Tax Reform Would Be ‘Devastating’ For St. Louis Developers

By on November 14, 2017

From St. Louis Business Journal:  Since 2002, no American city has gotten more out of federal historic tax credits than St. Louis, putting redevelopment in the city at risk if lawmakers in Washington, D.C., pass a tax reform proposal that’s being discussed.

House Republicans have proposed eliminating that and other programs as a way of helping pay for corporate and individual income tax cuts, which they say will spur increased economic growth. The U.S. Senate is currently drafting its own plan, which could be far different, and any discrepancies would have to be reconciled.

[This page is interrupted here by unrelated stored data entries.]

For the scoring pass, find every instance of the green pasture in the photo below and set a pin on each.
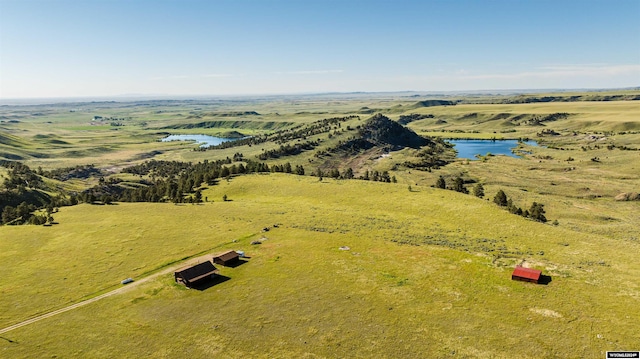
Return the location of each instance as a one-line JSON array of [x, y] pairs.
[[427, 274]]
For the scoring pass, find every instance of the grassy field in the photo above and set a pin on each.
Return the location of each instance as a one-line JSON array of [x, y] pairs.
[[445, 291], [428, 270]]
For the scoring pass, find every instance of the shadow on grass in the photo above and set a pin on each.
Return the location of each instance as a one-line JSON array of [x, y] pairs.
[[544, 279], [237, 263], [211, 283]]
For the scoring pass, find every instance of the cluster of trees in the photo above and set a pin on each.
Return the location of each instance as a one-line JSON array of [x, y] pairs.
[[540, 120], [349, 174], [23, 214], [406, 119], [439, 154], [22, 193], [178, 182], [20, 177], [64, 174], [536, 212]]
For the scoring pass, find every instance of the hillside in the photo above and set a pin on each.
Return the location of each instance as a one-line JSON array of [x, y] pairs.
[[409, 285]]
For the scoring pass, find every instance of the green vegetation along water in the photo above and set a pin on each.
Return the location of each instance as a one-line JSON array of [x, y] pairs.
[[471, 148]]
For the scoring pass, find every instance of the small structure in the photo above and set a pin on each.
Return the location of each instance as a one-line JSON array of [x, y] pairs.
[[526, 274], [190, 276], [227, 258]]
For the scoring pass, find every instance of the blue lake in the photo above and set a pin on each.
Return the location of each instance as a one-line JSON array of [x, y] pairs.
[[203, 140], [470, 148]]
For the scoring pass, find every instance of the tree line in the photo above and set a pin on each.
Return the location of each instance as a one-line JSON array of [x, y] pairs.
[[535, 212]]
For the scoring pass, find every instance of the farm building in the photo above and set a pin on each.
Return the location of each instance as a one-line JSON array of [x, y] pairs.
[[190, 276], [526, 274], [227, 258]]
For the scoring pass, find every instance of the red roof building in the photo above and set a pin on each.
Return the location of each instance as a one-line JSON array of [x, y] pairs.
[[526, 274]]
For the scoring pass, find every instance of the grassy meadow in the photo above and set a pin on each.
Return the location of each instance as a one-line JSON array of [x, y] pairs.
[[427, 272]]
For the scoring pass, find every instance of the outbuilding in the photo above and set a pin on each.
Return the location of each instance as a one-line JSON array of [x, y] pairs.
[[227, 259], [526, 274], [193, 275]]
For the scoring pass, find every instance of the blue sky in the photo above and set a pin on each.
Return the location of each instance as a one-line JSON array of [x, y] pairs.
[[58, 48]]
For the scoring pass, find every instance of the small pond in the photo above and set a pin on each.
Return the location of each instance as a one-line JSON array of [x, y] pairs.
[[470, 148], [203, 140]]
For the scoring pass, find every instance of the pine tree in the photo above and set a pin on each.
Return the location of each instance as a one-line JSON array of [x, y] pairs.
[[500, 199], [459, 185]]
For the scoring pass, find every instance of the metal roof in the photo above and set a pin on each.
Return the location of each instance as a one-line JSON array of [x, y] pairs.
[[528, 273], [196, 272], [227, 256]]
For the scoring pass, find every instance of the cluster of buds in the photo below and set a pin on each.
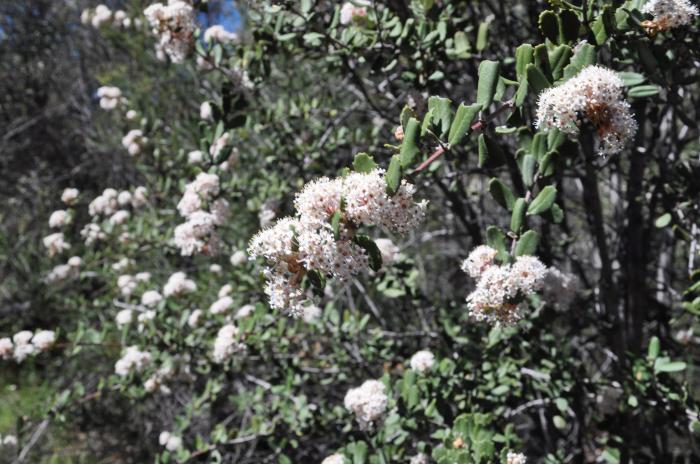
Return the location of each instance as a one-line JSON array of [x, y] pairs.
[[322, 239], [198, 233], [26, 343], [501, 289], [594, 97], [174, 25], [668, 14]]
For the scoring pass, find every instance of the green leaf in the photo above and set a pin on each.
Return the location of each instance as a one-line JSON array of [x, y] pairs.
[[490, 152], [536, 79], [559, 59], [663, 220], [482, 35], [364, 163], [569, 25], [548, 25], [461, 125], [523, 56], [527, 244], [654, 347], [409, 145], [393, 175], [442, 113], [527, 169], [501, 193], [543, 201], [375, 256], [488, 80], [643, 91], [516, 219]]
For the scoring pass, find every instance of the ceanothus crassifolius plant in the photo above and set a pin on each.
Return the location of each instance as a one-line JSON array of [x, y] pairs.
[[375, 232]]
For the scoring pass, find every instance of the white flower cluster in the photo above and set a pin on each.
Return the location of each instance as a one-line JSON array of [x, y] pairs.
[[594, 96], [500, 289], [174, 25], [110, 97], [102, 16], [355, 10], [198, 233], [26, 343], [368, 402], [59, 218], [295, 246], [178, 284], [8, 441], [64, 271], [134, 141], [334, 459], [169, 441], [55, 244], [515, 458], [422, 361], [218, 34], [132, 360], [669, 14], [226, 344]]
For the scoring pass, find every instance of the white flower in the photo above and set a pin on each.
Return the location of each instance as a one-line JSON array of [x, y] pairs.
[[69, 195], [151, 298], [6, 348], [353, 11], [124, 317], [226, 344], [221, 305], [179, 284], [217, 33], [193, 319], [311, 313], [110, 97], [55, 244], [239, 258], [59, 218], [594, 95], [195, 157], [479, 259], [244, 311], [388, 250], [119, 218], [334, 459], [669, 14], [515, 458], [58, 273], [174, 25], [422, 361], [225, 290], [139, 197], [44, 339], [419, 458], [132, 360], [206, 112], [368, 402], [10, 441]]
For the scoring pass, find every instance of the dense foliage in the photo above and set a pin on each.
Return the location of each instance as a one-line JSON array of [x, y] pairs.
[[479, 231]]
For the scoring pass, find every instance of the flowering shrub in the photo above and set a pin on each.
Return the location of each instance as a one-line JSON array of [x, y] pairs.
[[365, 232]]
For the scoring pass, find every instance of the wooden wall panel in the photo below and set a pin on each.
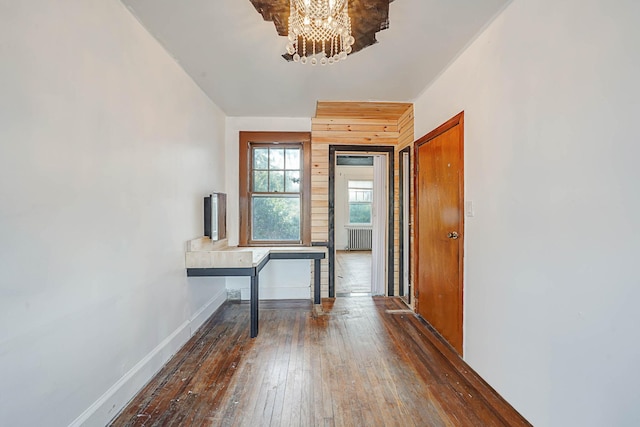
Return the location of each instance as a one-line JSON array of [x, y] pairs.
[[354, 123]]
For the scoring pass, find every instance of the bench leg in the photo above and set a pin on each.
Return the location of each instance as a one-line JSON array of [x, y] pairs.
[[254, 305], [316, 281]]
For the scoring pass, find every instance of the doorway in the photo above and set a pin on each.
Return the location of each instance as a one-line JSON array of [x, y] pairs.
[[404, 234], [439, 228], [387, 252]]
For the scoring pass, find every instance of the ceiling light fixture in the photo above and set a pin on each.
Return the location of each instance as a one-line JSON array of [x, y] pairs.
[[319, 29]]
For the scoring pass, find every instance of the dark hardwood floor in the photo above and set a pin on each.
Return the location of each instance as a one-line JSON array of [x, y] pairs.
[[359, 362]]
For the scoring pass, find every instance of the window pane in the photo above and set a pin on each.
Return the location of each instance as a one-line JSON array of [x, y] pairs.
[[276, 158], [293, 158], [260, 158], [261, 181], [276, 218], [276, 181], [360, 213], [292, 181], [360, 184], [360, 195]]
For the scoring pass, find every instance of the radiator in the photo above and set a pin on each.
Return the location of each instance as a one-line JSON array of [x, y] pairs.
[[359, 238]]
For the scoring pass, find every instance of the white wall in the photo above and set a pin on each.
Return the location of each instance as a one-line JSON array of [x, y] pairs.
[[106, 150], [343, 175], [550, 92]]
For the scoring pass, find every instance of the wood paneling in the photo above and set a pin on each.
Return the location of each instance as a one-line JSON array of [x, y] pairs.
[[356, 362], [356, 123]]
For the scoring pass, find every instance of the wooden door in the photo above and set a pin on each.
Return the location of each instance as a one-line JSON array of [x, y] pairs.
[[440, 229]]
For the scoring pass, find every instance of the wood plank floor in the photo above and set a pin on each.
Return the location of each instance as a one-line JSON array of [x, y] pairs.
[[357, 362], [353, 272]]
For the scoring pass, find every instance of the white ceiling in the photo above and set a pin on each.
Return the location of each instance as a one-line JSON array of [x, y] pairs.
[[235, 56]]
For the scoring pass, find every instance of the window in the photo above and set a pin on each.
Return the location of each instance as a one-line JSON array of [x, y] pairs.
[[360, 199], [274, 188]]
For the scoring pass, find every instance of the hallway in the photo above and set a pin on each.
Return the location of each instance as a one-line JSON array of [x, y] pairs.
[[353, 273]]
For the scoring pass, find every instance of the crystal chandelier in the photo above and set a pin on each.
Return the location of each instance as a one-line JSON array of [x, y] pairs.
[[319, 31]]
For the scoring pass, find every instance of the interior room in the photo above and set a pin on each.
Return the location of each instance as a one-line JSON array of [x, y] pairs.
[[118, 117]]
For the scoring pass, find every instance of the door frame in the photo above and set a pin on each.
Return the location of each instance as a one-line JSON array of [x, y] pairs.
[[401, 211], [458, 119], [375, 149]]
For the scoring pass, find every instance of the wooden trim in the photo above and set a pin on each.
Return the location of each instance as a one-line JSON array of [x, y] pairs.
[[390, 206], [401, 210], [248, 138]]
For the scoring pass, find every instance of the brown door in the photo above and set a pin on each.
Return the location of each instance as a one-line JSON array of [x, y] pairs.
[[439, 229]]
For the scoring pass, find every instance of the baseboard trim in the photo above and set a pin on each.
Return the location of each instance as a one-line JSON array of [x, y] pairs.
[[118, 395]]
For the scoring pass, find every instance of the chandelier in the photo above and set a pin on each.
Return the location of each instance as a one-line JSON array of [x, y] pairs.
[[319, 31]]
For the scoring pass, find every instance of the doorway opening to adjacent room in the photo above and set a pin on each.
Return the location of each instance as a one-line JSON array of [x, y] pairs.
[[361, 220]]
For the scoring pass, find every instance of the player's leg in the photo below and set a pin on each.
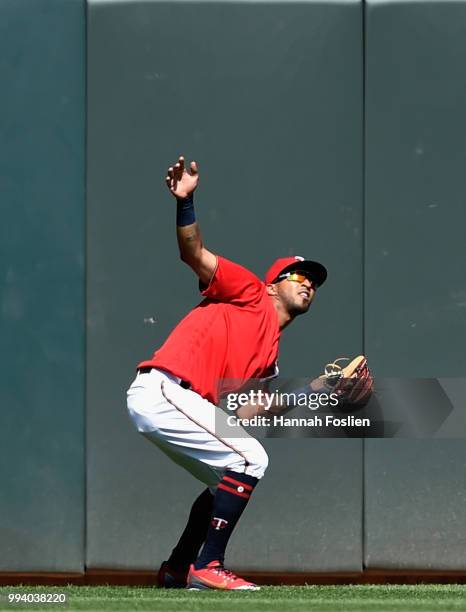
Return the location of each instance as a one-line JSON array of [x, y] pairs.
[[183, 425], [187, 549]]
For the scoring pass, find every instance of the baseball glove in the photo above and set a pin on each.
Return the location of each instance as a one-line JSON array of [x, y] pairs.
[[353, 384]]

Developers from 2002 to 2015 leveraged $536 million in federal historic tax credits to spur more than $3.2 billion in historic redevelopment in the city of St. Louis, according to the National Trust for Historic Preservation (NTHP), a Washington, D.C., nonprofit. It said those projects have created more than 51,000 jobs and generated about $659 million in new tax revenue. Marquee projects such as the $250 million Mercantile Exchange entertainment district, the $118 million redevelopment of the 18-story Arcade Building and the $73 million renovation of the Heritage building (now called the @4240 building in Cortex) have all utilized the historic tax credits.

Future projects, such as the $104 million overhaul of the Jefferson Arms building and a $250 million rehab of the Railway Exchange Building, are counting on the program, too.

If the historic tax credit program goes away, “it would be devastating,” said Shaw Sprague, policy director for the NTHP. “Without the credits, many rehabilitation projects don’t financially make sense and I think you’d see developers turn away from those types of projects.”

In a move that has further upset developers, Missouri officials have talked of scaling back the state’s historic tax credit program.

St. Louis developers and officials said they’re cautiously monitoring the tax reform discussions in Washington, D.C., and Jefferson City.

“We’re very concerned about all the credits that could be lost — not just historics, but low-income, New Markets, private activity bonds,” said Otis Williams, executive director of St. Louis Development Corp.

Losing the credits, he said, “would definitely change the landscape of development here because many of the capital stacks we’ve seen recently include a number of these programs.”